It probably refers to pipelining, that is, parallel (or semi-parallel) execution of instructions. That's the only scenario I can think of where it does not really matter how long something takes, as long as you can have enough of them running in parallel.
So, the CPU may fetch one instruction, (step 1 in the table above,) and then as soon as it proceeds to step 2 for that instruction, it can at the same time (in parallel) start with step 1 for the next instruction, and so on.
Let's call our two consecutive instructions A and B. So, the CPU executes step 1 (fetch) for instruction A. Now, when the CPU proceeds to step 2 for instruction A, it cannot yet start with step 1 for instruction B, because the program counter has not advanced yet. So, it has to wait until it has reached step 3 for instruction A before it can get started with step 1 for instruction B. This is the time it takes to start another instruction, and we want to keep this at a minimum, (start instructions as quickly as possible,) so that we can be executing in parallel as many instructions as possible.

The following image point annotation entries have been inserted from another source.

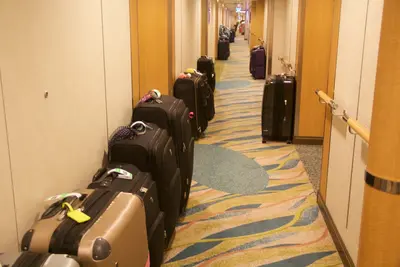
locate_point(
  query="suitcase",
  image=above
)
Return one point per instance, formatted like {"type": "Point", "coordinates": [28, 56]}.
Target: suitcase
{"type": "Point", "coordinates": [206, 65]}
{"type": "Point", "coordinates": [155, 246]}
{"type": "Point", "coordinates": [278, 109]}
{"type": "Point", "coordinates": [198, 97]}
{"type": "Point", "coordinates": [154, 151]}
{"type": "Point", "coordinates": [32, 259]}
{"type": "Point", "coordinates": [258, 63]}
{"type": "Point", "coordinates": [114, 234]}
{"type": "Point", "coordinates": [223, 49]}
{"type": "Point", "coordinates": [172, 114]}
{"type": "Point", "coordinates": [232, 36]}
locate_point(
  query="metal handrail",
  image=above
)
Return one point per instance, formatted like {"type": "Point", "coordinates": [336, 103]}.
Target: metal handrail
{"type": "Point", "coordinates": [354, 126]}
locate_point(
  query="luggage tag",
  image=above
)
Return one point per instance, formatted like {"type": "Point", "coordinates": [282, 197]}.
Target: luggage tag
{"type": "Point", "coordinates": [65, 195]}
{"type": "Point", "coordinates": [76, 215]}
{"type": "Point", "coordinates": [122, 174]}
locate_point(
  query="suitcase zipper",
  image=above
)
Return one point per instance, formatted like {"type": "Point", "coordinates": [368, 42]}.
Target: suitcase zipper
{"type": "Point", "coordinates": [196, 85]}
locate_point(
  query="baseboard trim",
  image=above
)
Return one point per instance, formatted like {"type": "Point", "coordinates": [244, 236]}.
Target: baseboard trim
{"type": "Point", "coordinates": [305, 140]}
{"type": "Point", "coordinates": [337, 239]}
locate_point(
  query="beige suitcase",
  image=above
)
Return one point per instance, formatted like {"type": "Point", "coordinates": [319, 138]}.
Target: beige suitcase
{"type": "Point", "coordinates": [115, 234]}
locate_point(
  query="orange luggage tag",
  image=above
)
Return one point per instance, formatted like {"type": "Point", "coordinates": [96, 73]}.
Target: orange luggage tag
{"type": "Point", "coordinates": [76, 215]}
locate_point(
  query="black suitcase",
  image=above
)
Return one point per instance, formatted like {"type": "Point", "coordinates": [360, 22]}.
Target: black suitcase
{"type": "Point", "coordinates": [142, 185]}
{"type": "Point", "coordinates": [194, 90]}
{"type": "Point", "coordinates": [153, 151]}
{"type": "Point", "coordinates": [278, 109]}
{"type": "Point", "coordinates": [223, 49]}
{"type": "Point", "coordinates": [206, 65]}
{"type": "Point", "coordinates": [172, 114]}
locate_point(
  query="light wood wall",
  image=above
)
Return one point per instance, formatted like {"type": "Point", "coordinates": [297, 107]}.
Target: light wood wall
{"type": "Point", "coordinates": [314, 51]}
{"type": "Point", "coordinates": [330, 90]}
{"type": "Point", "coordinates": [152, 35]}
{"type": "Point", "coordinates": [257, 22]}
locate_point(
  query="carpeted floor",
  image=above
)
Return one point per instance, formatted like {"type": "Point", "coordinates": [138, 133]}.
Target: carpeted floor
{"type": "Point", "coordinates": [237, 215]}
{"type": "Point", "coordinates": [311, 156]}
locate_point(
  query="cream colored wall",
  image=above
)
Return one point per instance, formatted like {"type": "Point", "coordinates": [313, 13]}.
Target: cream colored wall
{"type": "Point", "coordinates": [355, 84]}
{"type": "Point", "coordinates": [57, 143]}
{"type": "Point", "coordinates": [117, 60]}
{"type": "Point", "coordinates": [212, 29]}
{"type": "Point", "coordinates": [8, 231]}
{"type": "Point", "coordinates": [284, 32]}
{"type": "Point", "coordinates": [187, 34]}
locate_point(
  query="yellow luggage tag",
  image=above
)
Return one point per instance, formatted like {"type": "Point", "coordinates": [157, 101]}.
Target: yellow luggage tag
{"type": "Point", "coordinates": [76, 215]}
{"type": "Point", "coordinates": [190, 70]}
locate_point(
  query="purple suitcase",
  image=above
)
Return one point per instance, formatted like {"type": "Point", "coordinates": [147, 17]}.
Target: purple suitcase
{"type": "Point", "coordinates": [257, 63]}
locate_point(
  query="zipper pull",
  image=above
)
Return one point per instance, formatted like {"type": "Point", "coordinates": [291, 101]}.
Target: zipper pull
{"type": "Point", "coordinates": [184, 148]}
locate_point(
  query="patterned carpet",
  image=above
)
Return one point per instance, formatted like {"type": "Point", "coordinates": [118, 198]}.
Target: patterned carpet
{"type": "Point", "coordinates": [280, 225]}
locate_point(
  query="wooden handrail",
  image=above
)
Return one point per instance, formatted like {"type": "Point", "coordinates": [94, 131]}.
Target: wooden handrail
{"type": "Point", "coordinates": [354, 126]}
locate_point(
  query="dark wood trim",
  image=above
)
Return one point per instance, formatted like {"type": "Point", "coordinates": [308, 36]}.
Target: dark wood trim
{"type": "Point", "coordinates": [337, 239]}
{"type": "Point", "coordinates": [305, 140]}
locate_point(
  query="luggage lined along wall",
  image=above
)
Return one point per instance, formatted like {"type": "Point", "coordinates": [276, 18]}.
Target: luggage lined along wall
{"type": "Point", "coordinates": [78, 52]}
{"type": "Point", "coordinates": [359, 35]}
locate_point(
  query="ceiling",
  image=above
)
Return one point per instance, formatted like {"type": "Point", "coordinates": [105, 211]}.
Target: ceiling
{"type": "Point", "coordinates": [232, 4]}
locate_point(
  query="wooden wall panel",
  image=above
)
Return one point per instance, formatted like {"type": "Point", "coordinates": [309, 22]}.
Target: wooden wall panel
{"type": "Point", "coordinates": [8, 226]}
{"type": "Point", "coordinates": [155, 60]}
{"type": "Point", "coordinates": [313, 66]}
{"type": "Point", "coordinates": [330, 91]}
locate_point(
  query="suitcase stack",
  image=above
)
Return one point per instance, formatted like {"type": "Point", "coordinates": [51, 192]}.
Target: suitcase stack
{"type": "Point", "coordinates": [206, 65]}
{"type": "Point", "coordinates": [193, 89]}
{"type": "Point", "coordinates": [278, 109]}
{"type": "Point", "coordinates": [258, 62]}
{"type": "Point", "coordinates": [135, 199]}
{"type": "Point", "coordinates": [223, 48]}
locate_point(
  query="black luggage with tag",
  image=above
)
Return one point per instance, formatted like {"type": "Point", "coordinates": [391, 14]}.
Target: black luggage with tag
{"type": "Point", "coordinates": [172, 114]}
{"type": "Point", "coordinates": [223, 48]}
{"type": "Point", "coordinates": [114, 178]}
{"type": "Point", "coordinates": [232, 36]}
{"type": "Point", "coordinates": [153, 150]}
{"type": "Point", "coordinates": [206, 65]}
{"type": "Point", "coordinates": [278, 109]}
{"type": "Point", "coordinates": [194, 90]}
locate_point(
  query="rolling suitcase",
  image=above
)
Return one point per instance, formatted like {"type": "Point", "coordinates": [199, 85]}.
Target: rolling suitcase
{"type": "Point", "coordinates": [198, 97]}
{"type": "Point", "coordinates": [172, 114]}
{"type": "Point", "coordinates": [128, 178]}
{"type": "Point", "coordinates": [278, 109]}
{"type": "Point", "coordinates": [223, 48]}
{"type": "Point", "coordinates": [155, 246]}
{"type": "Point", "coordinates": [258, 63]}
{"type": "Point", "coordinates": [31, 259]}
{"type": "Point", "coordinates": [232, 36]}
{"type": "Point", "coordinates": [100, 227]}
{"type": "Point", "coordinates": [153, 150]}
{"type": "Point", "coordinates": [206, 65]}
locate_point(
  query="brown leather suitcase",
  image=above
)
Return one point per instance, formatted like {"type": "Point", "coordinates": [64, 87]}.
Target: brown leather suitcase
{"type": "Point", "coordinates": [114, 235]}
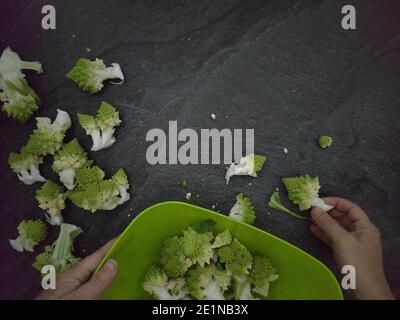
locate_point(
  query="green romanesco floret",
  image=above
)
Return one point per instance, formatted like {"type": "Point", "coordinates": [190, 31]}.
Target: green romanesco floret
{"type": "Point", "coordinates": [325, 141]}
{"type": "Point", "coordinates": [262, 273]}
{"type": "Point", "coordinates": [26, 166]}
{"type": "Point", "coordinates": [236, 257]}
{"type": "Point", "coordinates": [222, 239]}
{"type": "Point", "coordinates": [243, 210]}
{"type": "Point", "coordinates": [31, 232]}
{"type": "Point", "coordinates": [60, 253]}
{"type": "Point", "coordinates": [102, 126]}
{"type": "Point", "coordinates": [155, 281]}
{"type": "Point", "coordinates": [20, 100]}
{"type": "Point", "coordinates": [208, 283]}
{"type": "Point", "coordinates": [247, 166]}
{"type": "Point", "coordinates": [276, 203]}
{"type": "Point", "coordinates": [49, 136]}
{"type": "Point", "coordinates": [173, 258]}
{"type": "Point", "coordinates": [68, 160]}
{"type": "Point", "coordinates": [51, 199]}
{"type": "Point", "coordinates": [89, 75]}
{"type": "Point", "coordinates": [93, 193]}
{"type": "Point", "coordinates": [303, 191]}
{"type": "Point", "coordinates": [197, 246]}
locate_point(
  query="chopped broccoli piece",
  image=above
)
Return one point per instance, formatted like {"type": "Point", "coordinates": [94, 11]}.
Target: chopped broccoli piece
{"type": "Point", "coordinates": [155, 282]}
{"type": "Point", "coordinates": [222, 239]}
{"type": "Point", "coordinates": [173, 257]}
{"type": "Point", "coordinates": [60, 253]}
{"type": "Point", "coordinates": [248, 165]}
{"type": "Point", "coordinates": [93, 193]}
{"type": "Point", "coordinates": [26, 166]}
{"type": "Point", "coordinates": [208, 283]}
{"type": "Point", "coordinates": [89, 75]}
{"type": "Point", "coordinates": [325, 141]}
{"type": "Point", "coordinates": [20, 100]}
{"type": "Point", "coordinates": [102, 127]}
{"type": "Point", "coordinates": [52, 199]}
{"type": "Point", "coordinates": [68, 160]}
{"type": "Point", "coordinates": [275, 203]}
{"type": "Point", "coordinates": [31, 232]}
{"type": "Point", "coordinates": [262, 273]}
{"type": "Point", "coordinates": [243, 210]}
{"type": "Point", "coordinates": [197, 246]}
{"type": "Point", "coordinates": [236, 257]}
{"type": "Point", "coordinates": [49, 136]}
{"type": "Point", "coordinates": [303, 191]}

CISC architectures have instructions of varying lengths: some instructions are only one byte long, others are two bytes long, and yet others are several bytes long. This does not make it easy to increment the program counter immediately after fetching one instruction, because the instruction has to be decoded to a certain degree in order to figure out many bytes long it is. On the other hand, one of the primary characteristics of RISC architectures is that all instructions have the same length, so the program counter can be incremented immediately after fetching instruction A, meaning that the fetching of instruction B can begin immediately afterwards. That's what the author means by starting instructions quickly, and that's what increases the number of instructions that can be executed per second.

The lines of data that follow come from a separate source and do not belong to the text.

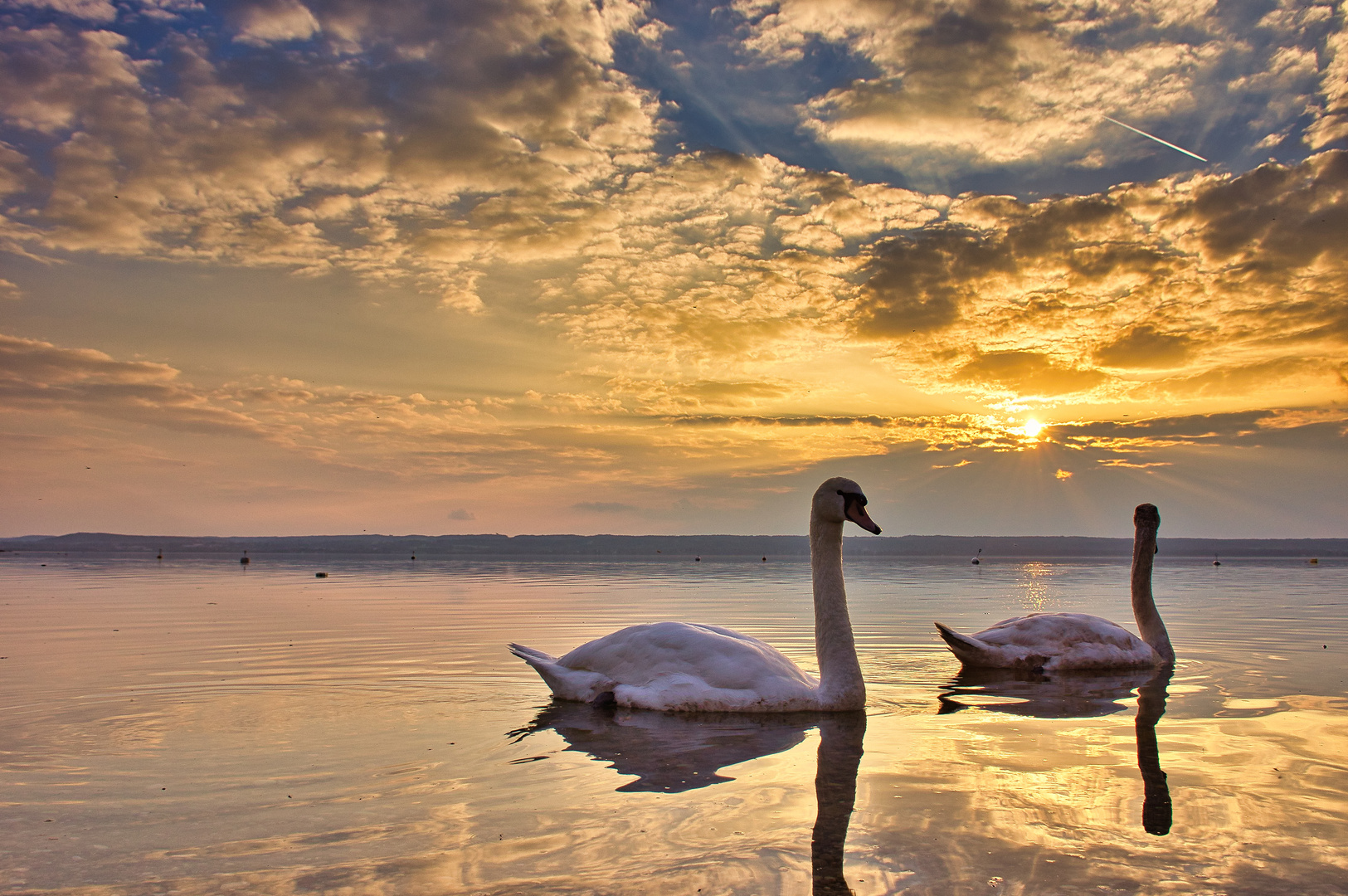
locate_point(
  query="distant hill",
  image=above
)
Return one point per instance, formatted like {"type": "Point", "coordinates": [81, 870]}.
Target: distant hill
{"type": "Point", "coordinates": [659, 546]}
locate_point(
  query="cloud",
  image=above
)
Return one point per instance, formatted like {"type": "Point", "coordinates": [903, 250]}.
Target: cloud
{"type": "Point", "coordinates": [349, 157]}
{"type": "Point", "coordinates": [955, 85]}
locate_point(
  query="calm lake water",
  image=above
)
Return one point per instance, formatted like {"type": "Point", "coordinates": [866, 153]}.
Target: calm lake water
{"type": "Point", "coordinates": [194, 727]}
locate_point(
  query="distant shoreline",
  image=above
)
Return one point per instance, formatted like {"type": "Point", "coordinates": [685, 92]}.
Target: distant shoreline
{"type": "Point", "coordinates": [662, 546]}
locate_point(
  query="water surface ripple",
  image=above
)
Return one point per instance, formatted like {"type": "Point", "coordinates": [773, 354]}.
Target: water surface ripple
{"type": "Point", "coordinates": [197, 727]}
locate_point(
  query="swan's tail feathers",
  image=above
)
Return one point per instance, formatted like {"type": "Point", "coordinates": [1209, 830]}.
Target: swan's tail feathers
{"type": "Point", "coordinates": [528, 654]}
{"type": "Point", "coordinates": [966, 650]}
{"type": "Point", "coordinates": [565, 684]}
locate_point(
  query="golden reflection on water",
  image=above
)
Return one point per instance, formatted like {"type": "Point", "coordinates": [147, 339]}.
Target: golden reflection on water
{"type": "Point", "coordinates": [1034, 587]}
{"type": "Point", "coordinates": [263, 734]}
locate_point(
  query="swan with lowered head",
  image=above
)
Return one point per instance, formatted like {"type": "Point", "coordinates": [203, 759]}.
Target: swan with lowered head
{"type": "Point", "coordinates": [690, 667]}
{"type": "Point", "coordinates": [1045, 641]}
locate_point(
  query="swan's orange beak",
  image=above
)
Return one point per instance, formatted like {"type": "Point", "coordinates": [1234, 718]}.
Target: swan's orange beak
{"type": "Point", "coordinates": [855, 511]}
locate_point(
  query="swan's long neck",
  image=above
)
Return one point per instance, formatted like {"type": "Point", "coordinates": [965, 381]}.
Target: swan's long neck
{"type": "Point", "coordinates": [1143, 604]}
{"type": "Point", "coordinates": [840, 673]}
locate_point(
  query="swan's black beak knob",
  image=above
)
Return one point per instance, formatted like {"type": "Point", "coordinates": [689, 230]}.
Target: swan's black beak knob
{"type": "Point", "coordinates": [854, 509]}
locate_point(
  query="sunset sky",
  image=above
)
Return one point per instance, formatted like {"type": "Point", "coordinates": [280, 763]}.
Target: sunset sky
{"type": "Point", "coordinates": [528, 265]}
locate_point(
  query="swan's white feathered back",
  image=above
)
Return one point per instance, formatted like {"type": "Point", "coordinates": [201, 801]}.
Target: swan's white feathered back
{"type": "Point", "coordinates": [685, 666]}
{"type": "Point", "coordinates": [1052, 641]}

In the above table, step 2 says "Change the program counter to point to the following instruction" and step 3 says "Determine the type of instruction just fetched." These two steps can be in that order only on RISC machines. On CISC machines, you have to determine the type of instruction just fetched before you can change the program counter, so step 2 has to wait. This means that on CISC machines the next instruction cannot be started as quickly as it can be started on a RISC machine.
1)
An Instruction Set Architecture defines the interface that is used to program a processor. Note that this does not define the implementation. When a CPU designer goes about designing the processor, they may implement this ISA in various different ways. In fact, the various Intel processors have each implemented the x86 ISA in many different ways over the years.

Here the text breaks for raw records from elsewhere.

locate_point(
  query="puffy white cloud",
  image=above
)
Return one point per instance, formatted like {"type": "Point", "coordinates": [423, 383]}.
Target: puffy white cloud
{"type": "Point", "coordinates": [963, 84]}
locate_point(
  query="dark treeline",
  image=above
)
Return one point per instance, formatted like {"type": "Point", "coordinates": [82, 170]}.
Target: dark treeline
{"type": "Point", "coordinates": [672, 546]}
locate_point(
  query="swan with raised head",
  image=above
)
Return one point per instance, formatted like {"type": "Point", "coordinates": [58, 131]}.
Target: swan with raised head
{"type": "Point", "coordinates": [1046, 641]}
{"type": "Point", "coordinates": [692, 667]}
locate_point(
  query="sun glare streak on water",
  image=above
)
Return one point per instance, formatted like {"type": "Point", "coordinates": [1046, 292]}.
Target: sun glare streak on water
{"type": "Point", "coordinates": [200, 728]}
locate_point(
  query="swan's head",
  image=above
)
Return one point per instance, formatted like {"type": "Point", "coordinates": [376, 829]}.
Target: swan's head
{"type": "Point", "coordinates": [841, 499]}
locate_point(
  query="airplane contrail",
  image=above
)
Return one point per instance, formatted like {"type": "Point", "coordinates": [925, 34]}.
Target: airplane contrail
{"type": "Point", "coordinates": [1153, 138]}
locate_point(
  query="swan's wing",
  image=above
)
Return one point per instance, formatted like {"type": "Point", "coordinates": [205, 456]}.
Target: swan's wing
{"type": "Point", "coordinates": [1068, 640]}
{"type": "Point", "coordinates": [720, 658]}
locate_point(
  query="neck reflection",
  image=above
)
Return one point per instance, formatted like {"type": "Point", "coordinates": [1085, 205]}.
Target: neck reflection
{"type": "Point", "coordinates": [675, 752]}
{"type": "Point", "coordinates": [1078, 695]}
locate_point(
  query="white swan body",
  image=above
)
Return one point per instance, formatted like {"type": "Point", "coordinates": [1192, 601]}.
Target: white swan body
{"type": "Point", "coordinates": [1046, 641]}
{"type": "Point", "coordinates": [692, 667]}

Computer architecture is generally delineated around an ISA. Computer microarchitecture is very specific to a particular processor. For example, a Pentium vs. a Pentium Pro implement for the most part the exact same instruction set, i.e. the x86 ISA. But their microarchitectures were drastically different. (The Pro was out of order for example).
One of the methods often used to get pipelines to be very fast is to reduce the more complex instructions to microinstructions. These are used by the "back-end" of the processor, which is the part that has one or more execution units.
Therefore, the point of the two types of instructions ISA instruction vs. microinstruction has to do with whether you are discussing the ISA, i.e. the interface, or the microarchitecture, i.e. the implementation.
2)
As far as your second question, Tanenbaum was almost certainly talking about ISA level instructions because his books are about computer architecture. Microarchitecture is much more hardware designer centric. See John Stokes, "Inside the Machine" if you are interested in microarchitecture.
3)
For most real processors, fetch-decode-execute is entirely too simplistic to describe what really goes on inside. However, from an ISA point of view, it defines a good abstraction to the steps an instruction takes.
The instruction fetch is done by dedicated hardware, so it is different from the load instruction data fetch. Usually there are actually two bus masters, instruction and data. These buses often have their own caches. In some cases, i.e. harvard architectures, the data and instruction memory maps are entirely separate.
4)
RISC vs. CISC is entirely regarding the ISA, i.e. the interface. However, the RISC mindset of using a reduced instruction set is very much to simplify the microarchitecture. The effect is that the microarchitectural instructions are generally exactly the same as the ISA instructions in RISC processors.
Best Answer
Firmware doesn't really fit into that hierarchy. Firmware is really just a place where a library of machine code (in the sense of level 2) is stored. Often the code stored in firmware is for the management of the motherboard and IO channels, but it need not be. I've got an old Tandy laptop that has Multiplan, a text editor, a BASIC interpreter, and a calendar in firmware.